As of the end of May, there were 9.21 million posted job openings in the U.S. according to the Bureau of Labor Statistics, and yet we were paying hundreds of millions of dollars to house tens of thousands of refugees from south of the border who want nothing more than a job in America. At some point, we need to connect the dots by returning to an immigration system that provides opportunity for more people.
The rapid aging of our population is another reason we need to open up our immigration system. According to Brookings, the latest census data shows that the number of people in the U.S. over age 55 grew by 27 percent between 2010 and 2020. The population of those under 55, by contrast, grew by just 1.3 percent over the decade. Businesses are struggling to find workers because our workforce is literally shrinking as ever more of us age out of the workforce without replacements to fill the gaps. There has been much consternation about the current, relatively low workforce participation rate. But that rate is going to continue to decline simply as a matter of demographics unless we figure out a way to bring more workers here.
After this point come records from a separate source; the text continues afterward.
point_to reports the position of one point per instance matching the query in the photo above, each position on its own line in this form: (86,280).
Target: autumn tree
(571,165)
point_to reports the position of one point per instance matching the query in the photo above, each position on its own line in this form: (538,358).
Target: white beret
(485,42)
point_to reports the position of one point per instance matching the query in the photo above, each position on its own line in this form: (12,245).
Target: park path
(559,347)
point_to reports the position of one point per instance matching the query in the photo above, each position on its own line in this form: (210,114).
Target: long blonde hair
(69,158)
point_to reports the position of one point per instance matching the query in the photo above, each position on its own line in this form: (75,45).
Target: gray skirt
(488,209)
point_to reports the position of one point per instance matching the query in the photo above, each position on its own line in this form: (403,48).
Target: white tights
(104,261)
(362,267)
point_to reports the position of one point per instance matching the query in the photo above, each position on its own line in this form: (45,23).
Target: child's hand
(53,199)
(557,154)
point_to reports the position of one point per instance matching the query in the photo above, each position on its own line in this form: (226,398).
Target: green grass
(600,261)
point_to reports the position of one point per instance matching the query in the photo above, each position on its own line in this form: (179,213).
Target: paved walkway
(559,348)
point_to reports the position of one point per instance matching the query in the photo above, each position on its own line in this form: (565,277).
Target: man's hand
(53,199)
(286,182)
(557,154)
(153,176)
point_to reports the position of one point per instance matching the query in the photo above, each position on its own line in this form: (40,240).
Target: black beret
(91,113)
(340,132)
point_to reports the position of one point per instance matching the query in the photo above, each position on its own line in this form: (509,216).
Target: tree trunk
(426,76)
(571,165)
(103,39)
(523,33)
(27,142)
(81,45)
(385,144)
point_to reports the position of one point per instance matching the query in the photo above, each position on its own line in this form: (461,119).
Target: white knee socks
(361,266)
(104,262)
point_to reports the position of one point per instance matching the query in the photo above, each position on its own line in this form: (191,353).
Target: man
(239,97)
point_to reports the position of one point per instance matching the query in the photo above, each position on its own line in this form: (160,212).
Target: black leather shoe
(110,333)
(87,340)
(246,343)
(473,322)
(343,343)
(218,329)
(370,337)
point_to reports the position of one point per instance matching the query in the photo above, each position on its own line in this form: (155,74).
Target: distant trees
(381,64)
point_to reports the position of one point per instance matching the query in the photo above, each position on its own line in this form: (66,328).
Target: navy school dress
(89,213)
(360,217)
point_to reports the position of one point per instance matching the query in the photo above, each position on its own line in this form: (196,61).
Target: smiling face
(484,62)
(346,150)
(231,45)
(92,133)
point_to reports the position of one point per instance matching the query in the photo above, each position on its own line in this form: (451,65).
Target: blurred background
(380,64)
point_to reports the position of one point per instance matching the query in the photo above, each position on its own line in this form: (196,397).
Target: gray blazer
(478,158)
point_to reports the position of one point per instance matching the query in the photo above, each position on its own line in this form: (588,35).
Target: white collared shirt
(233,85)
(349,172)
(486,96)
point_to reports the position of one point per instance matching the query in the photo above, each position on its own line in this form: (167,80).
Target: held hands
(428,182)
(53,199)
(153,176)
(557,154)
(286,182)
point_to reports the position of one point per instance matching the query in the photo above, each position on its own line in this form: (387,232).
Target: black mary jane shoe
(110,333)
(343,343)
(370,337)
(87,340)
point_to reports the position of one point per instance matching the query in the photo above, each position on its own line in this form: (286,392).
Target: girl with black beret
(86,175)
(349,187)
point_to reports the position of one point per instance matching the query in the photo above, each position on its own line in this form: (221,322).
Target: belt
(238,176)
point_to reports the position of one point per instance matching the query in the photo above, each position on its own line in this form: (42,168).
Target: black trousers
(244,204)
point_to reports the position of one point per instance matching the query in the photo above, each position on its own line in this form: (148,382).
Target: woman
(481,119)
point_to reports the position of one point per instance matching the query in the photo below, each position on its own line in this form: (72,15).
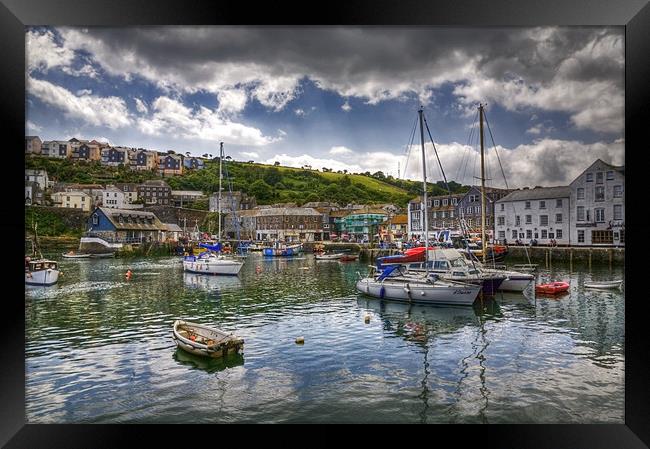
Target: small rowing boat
(73,255)
(606,284)
(552,288)
(203,340)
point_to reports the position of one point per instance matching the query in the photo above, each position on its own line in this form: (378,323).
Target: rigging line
(409,146)
(426,124)
(504,177)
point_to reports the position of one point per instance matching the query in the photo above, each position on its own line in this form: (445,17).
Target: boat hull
(219,344)
(44,277)
(220,267)
(419,293)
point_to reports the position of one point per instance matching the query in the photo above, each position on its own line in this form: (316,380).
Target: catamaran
(213,261)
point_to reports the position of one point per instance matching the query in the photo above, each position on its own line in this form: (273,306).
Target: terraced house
(598,206)
(155,192)
(289,224)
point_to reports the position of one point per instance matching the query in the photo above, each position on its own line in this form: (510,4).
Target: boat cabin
(40,265)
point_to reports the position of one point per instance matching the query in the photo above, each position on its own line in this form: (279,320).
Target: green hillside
(268,183)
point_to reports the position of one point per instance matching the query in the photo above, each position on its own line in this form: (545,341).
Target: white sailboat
(213,261)
(38,270)
(394,283)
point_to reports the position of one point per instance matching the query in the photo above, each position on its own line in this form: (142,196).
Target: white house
(598,206)
(541,213)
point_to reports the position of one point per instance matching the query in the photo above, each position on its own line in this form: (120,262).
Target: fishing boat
(396,284)
(552,288)
(331,256)
(283,250)
(206,341)
(38,270)
(214,260)
(604,285)
(73,255)
(449,264)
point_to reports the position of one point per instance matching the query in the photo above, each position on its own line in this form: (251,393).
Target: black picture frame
(633,14)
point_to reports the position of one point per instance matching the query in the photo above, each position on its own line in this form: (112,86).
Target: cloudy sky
(339,97)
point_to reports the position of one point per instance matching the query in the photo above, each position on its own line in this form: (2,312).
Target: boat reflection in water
(210,365)
(425,326)
(211,283)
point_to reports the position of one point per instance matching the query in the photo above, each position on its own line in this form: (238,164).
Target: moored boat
(206,341)
(73,255)
(331,256)
(604,285)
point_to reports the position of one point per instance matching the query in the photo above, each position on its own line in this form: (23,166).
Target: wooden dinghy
(606,284)
(206,341)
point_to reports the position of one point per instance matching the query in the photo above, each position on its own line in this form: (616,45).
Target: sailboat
(395,283)
(38,270)
(213,261)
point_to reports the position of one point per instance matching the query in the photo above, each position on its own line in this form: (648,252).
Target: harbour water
(99,349)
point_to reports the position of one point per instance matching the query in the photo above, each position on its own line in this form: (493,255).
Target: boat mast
(424,186)
(483,242)
(219,199)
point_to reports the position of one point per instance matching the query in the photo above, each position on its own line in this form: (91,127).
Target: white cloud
(340,151)
(43,53)
(141,106)
(99,111)
(173,119)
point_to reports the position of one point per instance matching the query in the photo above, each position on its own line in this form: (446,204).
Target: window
(603,237)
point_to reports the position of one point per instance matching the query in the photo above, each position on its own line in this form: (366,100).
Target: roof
(112,215)
(172,227)
(286,211)
(154,182)
(187,192)
(538,193)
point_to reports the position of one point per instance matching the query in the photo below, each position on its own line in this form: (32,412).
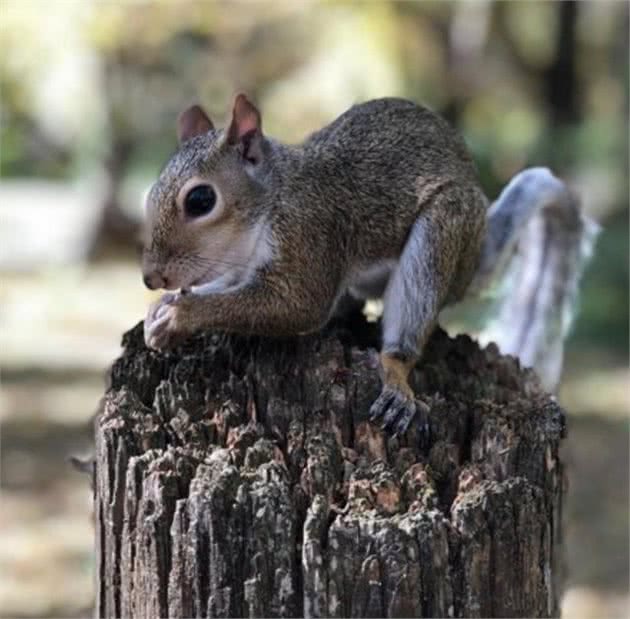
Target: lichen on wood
(241,477)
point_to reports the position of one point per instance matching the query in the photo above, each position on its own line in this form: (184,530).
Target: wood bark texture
(241,478)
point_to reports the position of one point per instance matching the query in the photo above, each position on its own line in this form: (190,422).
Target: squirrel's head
(203,221)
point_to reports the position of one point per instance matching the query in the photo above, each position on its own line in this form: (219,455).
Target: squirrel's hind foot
(396,409)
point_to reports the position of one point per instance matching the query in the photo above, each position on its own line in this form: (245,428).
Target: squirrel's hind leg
(414,295)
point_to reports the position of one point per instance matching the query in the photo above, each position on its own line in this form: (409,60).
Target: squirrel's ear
(192,122)
(245,130)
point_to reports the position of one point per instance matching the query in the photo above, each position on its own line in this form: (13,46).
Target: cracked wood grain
(240,477)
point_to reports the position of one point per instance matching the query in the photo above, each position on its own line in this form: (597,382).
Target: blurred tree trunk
(240,477)
(116,234)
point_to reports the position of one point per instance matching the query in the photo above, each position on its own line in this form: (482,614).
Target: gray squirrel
(270,239)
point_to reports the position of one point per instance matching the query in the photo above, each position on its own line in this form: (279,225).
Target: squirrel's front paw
(163,326)
(397,409)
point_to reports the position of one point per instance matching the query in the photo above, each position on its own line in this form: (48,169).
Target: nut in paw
(164,325)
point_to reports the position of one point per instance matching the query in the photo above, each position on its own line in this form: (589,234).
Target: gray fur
(385,198)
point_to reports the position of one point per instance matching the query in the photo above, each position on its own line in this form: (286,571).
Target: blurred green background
(90,92)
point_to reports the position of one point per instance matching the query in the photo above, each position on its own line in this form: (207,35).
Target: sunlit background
(90,92)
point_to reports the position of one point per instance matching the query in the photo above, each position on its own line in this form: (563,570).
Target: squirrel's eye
(200,200)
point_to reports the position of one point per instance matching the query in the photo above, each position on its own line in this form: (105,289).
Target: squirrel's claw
(161,324)
(397,410)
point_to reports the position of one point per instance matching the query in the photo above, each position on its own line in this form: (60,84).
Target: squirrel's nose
(153,281)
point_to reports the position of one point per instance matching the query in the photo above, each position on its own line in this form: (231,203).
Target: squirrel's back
(396,137)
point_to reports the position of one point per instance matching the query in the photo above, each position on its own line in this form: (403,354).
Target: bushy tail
(536,247)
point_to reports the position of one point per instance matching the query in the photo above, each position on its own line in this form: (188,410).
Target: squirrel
(270,239)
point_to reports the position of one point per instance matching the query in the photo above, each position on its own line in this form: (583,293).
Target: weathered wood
(241,477)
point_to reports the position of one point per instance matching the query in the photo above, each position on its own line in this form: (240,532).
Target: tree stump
(240,477)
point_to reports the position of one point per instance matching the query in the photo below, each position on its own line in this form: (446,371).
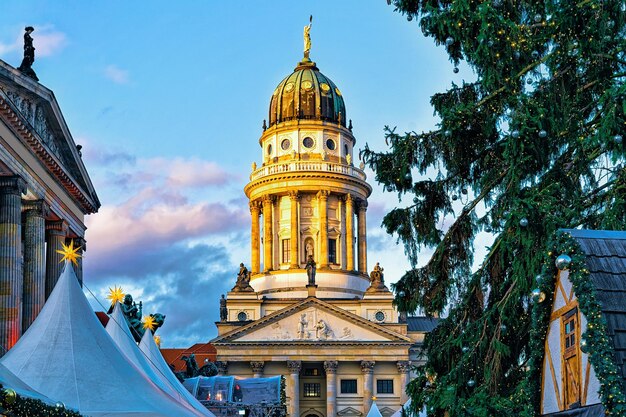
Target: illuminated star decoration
(149,323)
(116,294)
(69,252)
Sadly, this obvious need is facing pushback from those who fear that those new workers might come from “s___hole countries” as our former president so ineloquently put it. While the former president said he wants more people from Norway (read: white), that’s not going to happen. Residents of most other developed countries now enjoy a higher standard of living, better work conditions, more vacation, greater upward mobility, and far more affordable health care access than even gainfully employed Americans. Why would they choose to leave their homes to come here? For the developed world, America is no longer seen as a land of opportunity. It could still provide opportunity for residents of lesser-developed countries.
Yet bringing new workers to the area is only half the battle. They also need housing, which is in critically short supply in our communities, in part because both Washington and St. Paul have failed to make money available for this critical infrastructure in small towns. Until resources are brought forward to help fund the gap between the cost of building new housing and the revenue that can be generated from rents that are affordable to residents of small communities, this problem will only get worse. If we want more workers for our businesses, we need more people in the workforce and we need places for them to live in our communities. Until those things happen, there’s not much hope for addressing our worker shortage.